Octavia Spencer Talks Competing with Viola for the Oscar

Okay how cute is Octavia! She talks about being up against Viola for the Oscar during her interview with Jimmy Fallon.

Denzel Washington and Viola Davis On their Friendship and 20-Year Working Relationship

People did this awesome article about how Viola & Denzel met and how they built a friendship.

Denzel Washington doesn’t remember exactly when he met Viola Davis — but she does. It was 21 years ago when Davis was starring in the 1996 Broadway production of August Wilson’s play Seven Guitars.

“He came [backstage] and I was like, ‘Oh my God, I met Denzel Washington!’” Davis recalls to PEOPLE alongside her Fences costar and fellow Oscar nominee. The two became better acquainted years later when Washington, 62, cast Davis, 51, in his 2002 directorial debut, Antwone Fisher.

“I remember you were at the Trump Towers [in New York City] holding the auditions,” Davis says to Washington.

“I tell you what, it was a short audition process after that,” Washington remembers. “I’m not just saying that because you’re sitting here. [I thought] ‘I know there’s other folks sitting out there, I guess we’ll have a look at them because I don’t want them to feel bad.’ “

Their work together on Antwone Fisher was the official start of a very happy working relationship, although the two didn’t cross paths again until they began work on the 2010 Broadway production of Fences. The play, about a troubled 1950s family, won three Tony awards including best revival of a play and best actor and best actress for Washington and Davis.
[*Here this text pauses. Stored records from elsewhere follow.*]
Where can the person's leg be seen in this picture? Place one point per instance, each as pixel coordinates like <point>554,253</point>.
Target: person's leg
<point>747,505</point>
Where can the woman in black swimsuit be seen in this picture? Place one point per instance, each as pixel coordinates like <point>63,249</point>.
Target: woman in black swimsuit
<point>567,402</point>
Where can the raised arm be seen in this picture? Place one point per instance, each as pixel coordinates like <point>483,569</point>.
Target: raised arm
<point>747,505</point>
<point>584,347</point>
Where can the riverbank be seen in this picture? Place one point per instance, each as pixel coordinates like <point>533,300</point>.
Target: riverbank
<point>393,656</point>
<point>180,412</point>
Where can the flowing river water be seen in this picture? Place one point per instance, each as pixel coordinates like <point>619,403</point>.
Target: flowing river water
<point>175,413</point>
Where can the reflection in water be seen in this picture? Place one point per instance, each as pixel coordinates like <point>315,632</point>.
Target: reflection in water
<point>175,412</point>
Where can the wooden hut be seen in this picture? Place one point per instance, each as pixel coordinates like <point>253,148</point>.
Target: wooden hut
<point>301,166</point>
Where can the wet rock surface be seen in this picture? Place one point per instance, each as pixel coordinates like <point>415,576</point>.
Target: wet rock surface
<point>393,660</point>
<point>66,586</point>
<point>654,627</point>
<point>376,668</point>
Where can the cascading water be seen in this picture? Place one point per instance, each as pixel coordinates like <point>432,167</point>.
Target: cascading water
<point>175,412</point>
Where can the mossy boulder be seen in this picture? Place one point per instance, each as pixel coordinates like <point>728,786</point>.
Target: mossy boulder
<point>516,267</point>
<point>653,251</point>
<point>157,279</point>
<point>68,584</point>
Both actors agree that one of the main reasons they agreed to do the film version of Fences was the opportunity to work together again, along with several of the other original actors from the play.

“You miss these actors,” says Davis. “Usually I hate being the only girl because I feel like I’m so shy and awkward, I don’t like being around a lot of male energy.”

“Look at her, as she pulls her coat closed,” laughs Washington, watching Davis. “That’s interesting.”

“I know but I just loved being around all of [them],” she adds. “They’re just great, great men. To me Denzel is familiar, he’s easy. It’s like I know him. It’s like, ‘That’s Denzel.’ I feel that it’s always been that way. He, his wife, his kids, and at the same time, I’m a fan. I don’t like telling him that but I’m a fan. But I think he always makes interesting choices, I think it’s always rooted in truth and humanity and I think he has a lot of courage, he’s not a wimp and I like that. I think it takes a lot of courage to be an artist and to really go for it with your ideas, he has all that.”

“And thank you, goodnight,” laughs Washington at the compliments. “And, scene!”

So how does Washington feel about Davis?

“I just like Viola,” he says. “Viola is a great actor, I love working with her and I love watching her. I love being a part of it. It’s interesting working with her because we’ve worked together twice, but in both those cases other than the play I directed her, but not really directed her. When we did Antwone Fisher, because we’re actors, I recognize one when I see one. I know how I am and I could see she wanted to be left alone [during filming], she was in the zone, so I knew what to do. Just leave her alone and just watch.”

I don’t want to just say a cliché answer, she’s good and I love her,” he adds. “She’s a sweet lady and she’s talented and here we are.”